Is it crazy to think about using the differential of distance covered in a lateral bound between the right and left leg to help identify knee valgus, and then use improvements made in subsequent tests to identify improvements in knee tracking and function?
There is a connection between external rotators and healthy knee function, so is this worth adding to my testing regiment?
It is not crazy at all, but it probably isn’t the most efficient approach. If a max effort going each way is asymmetrical, that is a reasonable screen to key you into looking further. The Hop and Stop which is an anterior leap has been shown in the literature to be a valid screening tool for injury. I have never held affinity to the Hop and Stop as a screen, but rather a Return-To-Play indicator.
I like your idea as an indicator, but if that is the focus of the corrective approach, the fix may be a long time in the making. Not only do you have mobility and stability that can be at fault, you are adding an eccentric control component into the screen. I think looking at a lower level movement like Single-Leg Stance or Hurdle Step in terms of a correction approach is a quicker route to culling out the lateral bounding issues as a fundamental issue (mobility or stability) vs. a performance issue (power development and/or eccentric control).
Yes, the connection to ER and knee function is widely evidence-based. My version of the Janda Hip Abduction test is what I use in this regard to implicate basic Hip ABDuction performance vs. rotary stability vs. both.
I coach the setup to be pure/strict sideline. The neck is propped to be centrated and long. The down shoulder can be underneath in a reflexive turning position or in ABD as part of the neck prop.
I will control the torso via the femur as I pull it into extension. I am feeling for stiffness. If the hip can’t extend, there’s no way the person can perform what I am looking for. I will also control the hip into ext/ADD and straight ABD to feel stiffness as well.
Then I centrate the hip in line in the frontal plane. Mild ER is allowed.
I will tell the person I am going to let go on the count of 3. I am expecting a static hold as perfect. Again mild ER is acceptable as that is the neutral centrated position of the hip.
The hip can’t fall, can’t excessively rotate, can’t flex. The torso can’t roll. The top arm, which is on the torso, hand over greater trochanter can’t reach to hold the table.
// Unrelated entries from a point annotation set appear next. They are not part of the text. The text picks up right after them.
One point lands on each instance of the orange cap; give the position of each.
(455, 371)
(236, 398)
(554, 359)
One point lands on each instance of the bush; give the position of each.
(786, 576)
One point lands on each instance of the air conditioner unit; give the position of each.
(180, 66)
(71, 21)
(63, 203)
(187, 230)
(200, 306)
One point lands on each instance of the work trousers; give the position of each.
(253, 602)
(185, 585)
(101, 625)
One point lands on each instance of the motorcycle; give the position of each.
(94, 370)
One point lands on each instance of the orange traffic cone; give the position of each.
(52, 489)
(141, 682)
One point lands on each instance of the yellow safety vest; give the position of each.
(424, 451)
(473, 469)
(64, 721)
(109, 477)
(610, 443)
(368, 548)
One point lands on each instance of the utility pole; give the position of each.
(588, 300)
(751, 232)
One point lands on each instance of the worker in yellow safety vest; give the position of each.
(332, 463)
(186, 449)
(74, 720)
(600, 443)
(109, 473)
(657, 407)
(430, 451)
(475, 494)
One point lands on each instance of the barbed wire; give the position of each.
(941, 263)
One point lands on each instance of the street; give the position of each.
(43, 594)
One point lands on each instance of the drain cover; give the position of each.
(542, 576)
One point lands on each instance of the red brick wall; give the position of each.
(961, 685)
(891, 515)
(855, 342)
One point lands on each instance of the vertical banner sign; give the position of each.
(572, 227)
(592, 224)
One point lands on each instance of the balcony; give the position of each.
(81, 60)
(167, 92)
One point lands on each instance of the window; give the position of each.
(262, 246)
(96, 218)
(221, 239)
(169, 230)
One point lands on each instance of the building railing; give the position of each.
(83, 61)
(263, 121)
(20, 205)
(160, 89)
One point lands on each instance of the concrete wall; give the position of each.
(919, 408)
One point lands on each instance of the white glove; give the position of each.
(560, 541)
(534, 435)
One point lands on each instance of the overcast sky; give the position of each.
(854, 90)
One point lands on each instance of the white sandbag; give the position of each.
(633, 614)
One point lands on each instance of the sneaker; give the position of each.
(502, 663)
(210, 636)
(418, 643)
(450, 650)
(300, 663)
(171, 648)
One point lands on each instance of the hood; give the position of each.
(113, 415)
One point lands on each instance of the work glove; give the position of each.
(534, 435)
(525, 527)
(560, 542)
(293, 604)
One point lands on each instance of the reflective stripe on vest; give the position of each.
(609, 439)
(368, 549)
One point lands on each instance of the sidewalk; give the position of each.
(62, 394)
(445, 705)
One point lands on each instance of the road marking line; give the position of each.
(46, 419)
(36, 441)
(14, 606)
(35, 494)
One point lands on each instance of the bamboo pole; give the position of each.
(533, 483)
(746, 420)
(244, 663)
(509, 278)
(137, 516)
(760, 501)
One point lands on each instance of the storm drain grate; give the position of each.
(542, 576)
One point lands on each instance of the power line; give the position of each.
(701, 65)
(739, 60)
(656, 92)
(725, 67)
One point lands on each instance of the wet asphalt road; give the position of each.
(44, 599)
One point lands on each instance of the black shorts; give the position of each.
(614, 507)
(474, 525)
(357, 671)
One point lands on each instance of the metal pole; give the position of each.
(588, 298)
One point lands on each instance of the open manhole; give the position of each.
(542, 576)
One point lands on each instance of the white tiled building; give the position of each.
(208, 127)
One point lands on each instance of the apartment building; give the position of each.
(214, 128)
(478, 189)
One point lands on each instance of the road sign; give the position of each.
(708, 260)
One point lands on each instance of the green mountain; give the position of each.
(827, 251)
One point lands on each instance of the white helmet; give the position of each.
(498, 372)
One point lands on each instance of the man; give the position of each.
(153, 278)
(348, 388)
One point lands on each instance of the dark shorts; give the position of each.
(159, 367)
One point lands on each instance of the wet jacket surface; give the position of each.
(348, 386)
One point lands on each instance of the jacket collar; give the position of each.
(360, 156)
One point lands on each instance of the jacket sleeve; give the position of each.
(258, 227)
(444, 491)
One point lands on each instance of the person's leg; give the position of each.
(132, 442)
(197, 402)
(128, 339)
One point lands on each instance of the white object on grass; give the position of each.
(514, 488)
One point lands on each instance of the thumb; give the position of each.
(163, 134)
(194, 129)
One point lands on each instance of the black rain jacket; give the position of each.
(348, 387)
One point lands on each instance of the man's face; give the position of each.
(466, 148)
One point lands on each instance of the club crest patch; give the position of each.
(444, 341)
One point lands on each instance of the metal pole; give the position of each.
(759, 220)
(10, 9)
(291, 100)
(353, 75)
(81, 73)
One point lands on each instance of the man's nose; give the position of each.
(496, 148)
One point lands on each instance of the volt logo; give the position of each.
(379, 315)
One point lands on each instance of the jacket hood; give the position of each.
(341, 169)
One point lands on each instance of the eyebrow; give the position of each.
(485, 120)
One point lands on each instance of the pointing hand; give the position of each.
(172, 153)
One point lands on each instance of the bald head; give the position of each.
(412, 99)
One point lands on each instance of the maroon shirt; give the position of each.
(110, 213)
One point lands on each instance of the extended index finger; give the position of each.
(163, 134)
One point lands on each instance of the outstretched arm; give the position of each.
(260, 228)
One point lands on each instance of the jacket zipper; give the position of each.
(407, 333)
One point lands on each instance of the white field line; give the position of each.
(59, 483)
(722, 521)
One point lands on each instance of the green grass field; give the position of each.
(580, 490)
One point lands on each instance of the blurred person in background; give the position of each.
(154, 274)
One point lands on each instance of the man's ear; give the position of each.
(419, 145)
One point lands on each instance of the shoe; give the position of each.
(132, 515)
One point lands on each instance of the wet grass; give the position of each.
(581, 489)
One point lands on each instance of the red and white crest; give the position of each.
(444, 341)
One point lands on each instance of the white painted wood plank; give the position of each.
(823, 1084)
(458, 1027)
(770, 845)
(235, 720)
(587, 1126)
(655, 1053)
I will give 2 trys to authenticate the response.
If the leg falls, rolls into flexion/ER, or the trunk falls out (often folks will almost fall right off the table), the breakout is then to hold onto the table as hard as they want with the top arm. If the leg is not in position or at least significantly better, we are looking more at a motor control deficit in rotary stability than a frontal plane hip weakness.
The traditional Hip ABD MMT follows the unsupported position if they can hold it. Then and only then can you grade out hip strength.
Then in the supported position, if the hip grades poorly, you know you have both, a rotary stability issue and a hip weakness.
And the valgus RNT attacks them both in the right movement pattern.
Bottom line is that when you see a little girl go into horrendous valgus collapse, the implication right off the bat can not be weak hips as Chris Powers might suggest. The assumption is the interplay between the hips, pelvis, and lumbar spine, and then the breakout to find where the weak link lies.
And without a doubt, extending to the foot, t-spine, and opposite shoulder can continue to muddy the picture. This test just focuses on the illusion of hip weakness in the presence of a weak core.
I would expect this test to correlate to valgus collapse in the step, lunge, or squat. Correct the movement, reconfirm the test, retest the movement.